Votes near on OV, Neshobe projects

BRANDON — Voters in Brandon and the other towns that send students to Otter Valley Union High School will be voting on two capital improvement questions on Tuesday, Nov. 17. If approved, neither is expected to raise the tax rate.
Brandon residents will vote at polls set up at the Neshobe School. Polls will be open from 7 a.m.- 7 p.m.
For Leicester residents, polls at the town office will be open from 10 a.m. to 7 p.m. Contact Town Clerk Julie Delphia if an absentee ballot is needed.
Goshen voters are asked to contact the town clerk for the times polls will be open.
The Brandon School Board has approved a $1.7 million bond initiative asking voters to replace the heating system at the Neshobe School with a wood pellet boiler system.
The current heating system at the school is between 25 and 30 years old and has reached the end of its useful life, the board said.
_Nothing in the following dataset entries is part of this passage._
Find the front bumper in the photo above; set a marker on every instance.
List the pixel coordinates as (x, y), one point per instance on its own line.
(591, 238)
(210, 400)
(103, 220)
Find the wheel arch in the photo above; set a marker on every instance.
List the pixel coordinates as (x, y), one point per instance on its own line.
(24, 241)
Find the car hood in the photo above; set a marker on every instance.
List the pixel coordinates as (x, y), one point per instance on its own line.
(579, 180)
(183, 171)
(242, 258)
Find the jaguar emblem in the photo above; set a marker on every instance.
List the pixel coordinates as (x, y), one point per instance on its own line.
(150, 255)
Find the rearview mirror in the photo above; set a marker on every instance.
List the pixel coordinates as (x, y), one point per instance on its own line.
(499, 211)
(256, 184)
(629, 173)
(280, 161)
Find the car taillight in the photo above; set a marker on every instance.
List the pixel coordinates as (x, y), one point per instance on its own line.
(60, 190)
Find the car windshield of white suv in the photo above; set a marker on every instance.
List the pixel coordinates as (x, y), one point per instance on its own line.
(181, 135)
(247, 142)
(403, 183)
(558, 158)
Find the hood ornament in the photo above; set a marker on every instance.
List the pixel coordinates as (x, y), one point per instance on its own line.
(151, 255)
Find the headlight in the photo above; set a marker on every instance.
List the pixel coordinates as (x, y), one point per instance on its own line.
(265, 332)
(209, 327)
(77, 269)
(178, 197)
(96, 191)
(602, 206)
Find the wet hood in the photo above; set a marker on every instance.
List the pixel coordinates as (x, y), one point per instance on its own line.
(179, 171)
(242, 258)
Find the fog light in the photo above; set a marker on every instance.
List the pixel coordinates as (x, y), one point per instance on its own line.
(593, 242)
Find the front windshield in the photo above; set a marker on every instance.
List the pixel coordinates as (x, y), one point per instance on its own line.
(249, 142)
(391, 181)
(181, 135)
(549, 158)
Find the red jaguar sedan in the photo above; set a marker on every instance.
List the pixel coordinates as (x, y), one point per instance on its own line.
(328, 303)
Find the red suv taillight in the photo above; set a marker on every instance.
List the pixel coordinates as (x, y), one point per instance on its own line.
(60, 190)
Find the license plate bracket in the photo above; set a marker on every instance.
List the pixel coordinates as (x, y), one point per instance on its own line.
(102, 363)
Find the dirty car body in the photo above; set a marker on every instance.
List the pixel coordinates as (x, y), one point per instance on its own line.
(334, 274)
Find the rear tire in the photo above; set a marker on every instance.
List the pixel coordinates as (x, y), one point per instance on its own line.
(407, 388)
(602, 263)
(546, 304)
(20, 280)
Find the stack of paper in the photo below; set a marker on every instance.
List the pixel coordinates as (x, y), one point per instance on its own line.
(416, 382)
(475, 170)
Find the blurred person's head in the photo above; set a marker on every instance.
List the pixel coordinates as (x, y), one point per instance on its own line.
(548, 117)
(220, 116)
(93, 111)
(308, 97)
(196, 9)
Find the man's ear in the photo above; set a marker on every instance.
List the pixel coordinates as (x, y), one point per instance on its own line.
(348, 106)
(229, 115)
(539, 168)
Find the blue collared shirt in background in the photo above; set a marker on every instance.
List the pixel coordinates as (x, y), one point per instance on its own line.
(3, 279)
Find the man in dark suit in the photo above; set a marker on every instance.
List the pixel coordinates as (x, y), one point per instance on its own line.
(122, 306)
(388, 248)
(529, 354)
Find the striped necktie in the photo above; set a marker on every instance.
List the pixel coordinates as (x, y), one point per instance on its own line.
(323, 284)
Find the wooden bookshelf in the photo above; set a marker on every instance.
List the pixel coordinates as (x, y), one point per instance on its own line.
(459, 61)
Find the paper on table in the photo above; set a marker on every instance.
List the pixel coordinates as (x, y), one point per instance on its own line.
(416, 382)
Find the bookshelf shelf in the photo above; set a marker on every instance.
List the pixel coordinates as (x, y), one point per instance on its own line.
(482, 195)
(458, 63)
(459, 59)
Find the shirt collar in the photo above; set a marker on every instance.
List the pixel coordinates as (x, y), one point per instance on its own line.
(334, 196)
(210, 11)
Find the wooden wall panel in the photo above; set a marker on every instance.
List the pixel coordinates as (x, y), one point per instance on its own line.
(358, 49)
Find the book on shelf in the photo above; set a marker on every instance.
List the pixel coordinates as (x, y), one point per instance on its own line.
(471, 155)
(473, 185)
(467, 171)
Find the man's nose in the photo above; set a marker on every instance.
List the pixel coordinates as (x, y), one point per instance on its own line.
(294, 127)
The heating and ventilation temperature controls are ineffective at maintaining the indoor temperatures and air quality in the school, they said, and the pneumatic control systems in both Neshobe School buildings are not working properly and need to be replaced for better efficiency. The new controller needs to be integrated into a building control system to allow for adjustment and monitoring. 
While by law the bond must have voter approval in order for the project to go forward, all of the bond payments will be made using money from the Ely Trust Fund. There will be no cost to taxpayers and the tax rate will not increase because of this bond.
The Brandon School Board will hold an informational meeting on Monday, Nov. 16, at 6:30 p.m. in the Neshobe School gymnasium.
The Otter Valley School Board is asking voters to approve a bond on Nov. 17 in order to implement a building-wide $3.49 million energy-saving heat and ventilation upgrade as well. While OV does not have a trust to access in order to pay for the bond, the board said the energy savings from the upgrade will pay for the improvements over time.
The OV has hired Johnson Controls, a global technology company specializing in building efficiency, to handle to project. The financing is set up to cost no more than the value of the energy saved over 18 years. Taxpayer approval is needed because the contract period is more than 10 years.
According to the board, Johnson Controls has determined that the proposed improvements will save OV 59 percent of its current combined electricity and fuel oil usage. With a performance contract, the school can make the payments without adding cost to the taxpayer. There will, however, be a capital contribution of $387,500 that the OV board will have to pay, but it will come out of the OV repair fund.
The project includes adding a wood pellet boiler, installing an energy management system, upgrading the windows and lighting fixtures, installing heat recovery units and solar panels, and an LP gas-powered  “on demand” hot water system.
The OV board held its informational meeting this past Wednesday.